Design errors to answer: What was wrong? What was received? What was expected?

# Useless — model has nothing to work with
"Error: validation failed"

# Recoverable — model knows exactly what to fix
"Invalid value for 'status': received 'enabled', valid values are:
active, inactive, suspended, pending"

# Recoverable with path
"Missing required field 'date_range.start' — provide a start date
in ISO 8601 format, e.g. '2024-01-15'"

Never swallow failures silently. A tool that catches exceptions and returns { "success": false } looks identical to a tool that correctly found nothing. The model will report "no results" when the problem was a fixable bad query.

MCP distinguishes two error categories (see reference.md): tool execution errors (actionable, show to the model) vs protocol errors (structural, less recoverable). Design your tool to return execution errors in the result, not as protocol-level failures.

Prevent infinite loops. The "infinite loop" failure mode — model retrying the exact same broken call — is a production concern. Include retry guidance in tool descriptions and recovery suggestions in errors: "Use narrower filters to reduce result set" rather than leaving the model to improvise.

Granularity

The central question: one tool that does many things, or many tools that do one thing each?

Default to focused tools. A tool that does one thing has a description that can be written in one sentence, parameters that are all obviously relevant, and errors that point to exactly what went wrong.

Consolidate when operations always travel together. Anthropic identifies two valid consolidation patterns:

CRUD consolidation — group related CRUD operations under one tool with an action parameter (action: "create" | "read" | "update" | "delete"). Reduces tool count and simplifies selection for operations on the same entity.
Workflow consolidation — merge multi-step workflows into single composite tools that execute multiple operations internally (e.g., schedule_meeting that handles availability lookup + calendar creation internally). Reduces orchestration burden and eliminates intermediate context waste.

When to split: description requires "and" or "/", parameters are only relevant for some operations, different operations return incompatible schemas, or the tool name can't clearly describe all operations.
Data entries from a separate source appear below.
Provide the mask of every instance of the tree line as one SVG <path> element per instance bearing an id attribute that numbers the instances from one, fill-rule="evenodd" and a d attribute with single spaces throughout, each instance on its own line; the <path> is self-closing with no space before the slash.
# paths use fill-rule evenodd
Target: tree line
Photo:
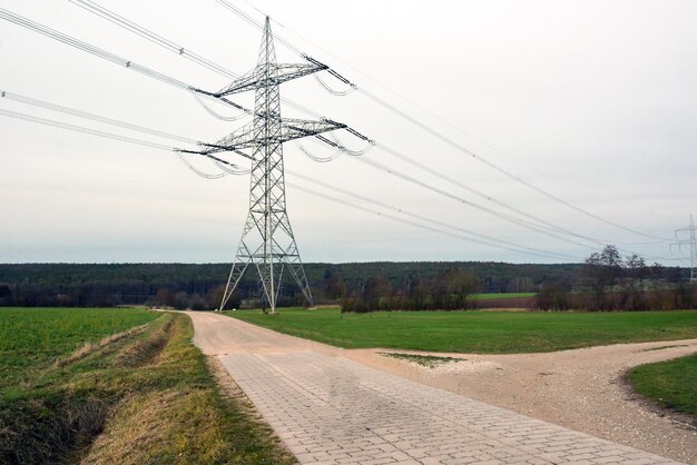
<path id="1" fill-rule="evenodd" d="M 612 245 L 593 253 L 572 279 L 543 283 L 536 307 L 544 310 L 666 310 L 697 308 L 697 284 L 687 270 L 670 269 L 634 254 L 624 257 Z"/>
<path id="2" fill-rule="evenodd" d="M 612 257 L 601 253 L 586 264 L 556 265 L 320 263 L 306 264 L 305 273 L 317 304 L 340 304 L 347 311 L 470 308 L 469 296 L 478 291 L 539 291 L 539 307 L 549 309 L 609 309 L 620 304 L 648 308 L 648 287 L 660 287 L 667 293 L 666 289 L 678 289 L 687 276 L 681 268 L 639 266 L 627 259 L 621 260 L 620 275 L 606 276 L 607 264 L 602 260 L 611 261 L 612 273 L 619 265 Z M 214 309 L 219 305 L 228 273 L 229 264 L 0 264 L 0 306 L 153 305 Z M 625 280 L 630 273 L 641 274 L 641 278 Z M 620 298 L 617 291 L 622 288 L 634 291 Z M 261 306 L 261 290 L 257 277 L 248 273 L 229 308 Z M 595 304 L 582 299 L 595 299 Z M 278 305 L 304 305 L 293 281 L 282 281 Z"/>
The action-parameter trap. Combining unrelated operations under one tool name with an action parameter creates overly complex schemas where different actions need different parameters. The description can never be precise. Split it unless the operations truly share all parameters.

Tool Count and Accuracy

Each additional tool in the context window is a decision the model must make about whether to use it. Tool count is directly correlated with selection error.
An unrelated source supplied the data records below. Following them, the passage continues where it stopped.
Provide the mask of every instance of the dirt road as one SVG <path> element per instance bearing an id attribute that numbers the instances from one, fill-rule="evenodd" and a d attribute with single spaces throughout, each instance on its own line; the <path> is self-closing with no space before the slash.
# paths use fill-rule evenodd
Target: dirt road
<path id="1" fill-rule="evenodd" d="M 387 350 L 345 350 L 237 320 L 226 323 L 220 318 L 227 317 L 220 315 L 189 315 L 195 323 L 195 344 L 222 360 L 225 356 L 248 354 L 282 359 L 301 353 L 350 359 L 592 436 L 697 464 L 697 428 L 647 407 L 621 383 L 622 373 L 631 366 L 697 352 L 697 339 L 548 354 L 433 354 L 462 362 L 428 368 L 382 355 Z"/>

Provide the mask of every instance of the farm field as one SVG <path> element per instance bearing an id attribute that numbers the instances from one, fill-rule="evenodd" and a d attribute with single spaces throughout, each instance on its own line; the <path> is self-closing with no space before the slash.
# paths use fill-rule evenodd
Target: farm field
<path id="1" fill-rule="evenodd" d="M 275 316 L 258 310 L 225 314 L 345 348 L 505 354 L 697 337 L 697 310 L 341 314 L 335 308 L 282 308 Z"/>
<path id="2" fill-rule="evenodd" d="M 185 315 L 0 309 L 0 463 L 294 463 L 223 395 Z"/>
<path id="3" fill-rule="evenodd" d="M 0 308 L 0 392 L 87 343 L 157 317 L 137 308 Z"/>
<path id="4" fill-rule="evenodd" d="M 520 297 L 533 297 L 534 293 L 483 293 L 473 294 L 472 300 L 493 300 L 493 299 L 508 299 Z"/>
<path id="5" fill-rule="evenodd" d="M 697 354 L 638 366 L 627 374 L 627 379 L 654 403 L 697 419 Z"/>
<10 tools: Reliable selection across models
10–100 tools: Performance depends heavily on description quality (OpenAI considers this in-distribution for gpt-5.2)
100+ tools: Requires mitigation — tool search, deferred loading, routing layers
At scale: A 2025 study found accuracy degrades 85–91% as catalog size approaches 128K tokens

For large tool sets, use Anthropic's deferred loading (defer_loading) — tools not loaded into context initially, retrieved by a search tool when needed. This is incompatible with input_examples.

The quality/quantity tradeoff is real. Anthropic's official guidance: "More tools don't always lead to better outcomes." Ten well-described tools outperform fifty vague ones.

Composition

When tools are designed to chain together, make the relationship explicit in descriptions:

Pagination: "If next_cursor is present in the response, pass it to cursor on the next call."
Prerequisites: "Requires a session_id from authenticate. Call that first if you don't have one."
Output-as-input: "Returns an array of record_id strings. Pass individual IDs to get_record for full details."

Keep identifier types consistent across your tool suite. If search_users returns user_id, then send_message should accept user_id — not userId or uid. Schema inconsistency forces the model to notice and correct mismatches silently, which it often won't.

Design tool outputs to be minimally sufficient. A tool that returns 50 fields when 3 are relevant fills the context window with noise. Return what the model needs to continue. Provide separate detail-retrieval tools if needed.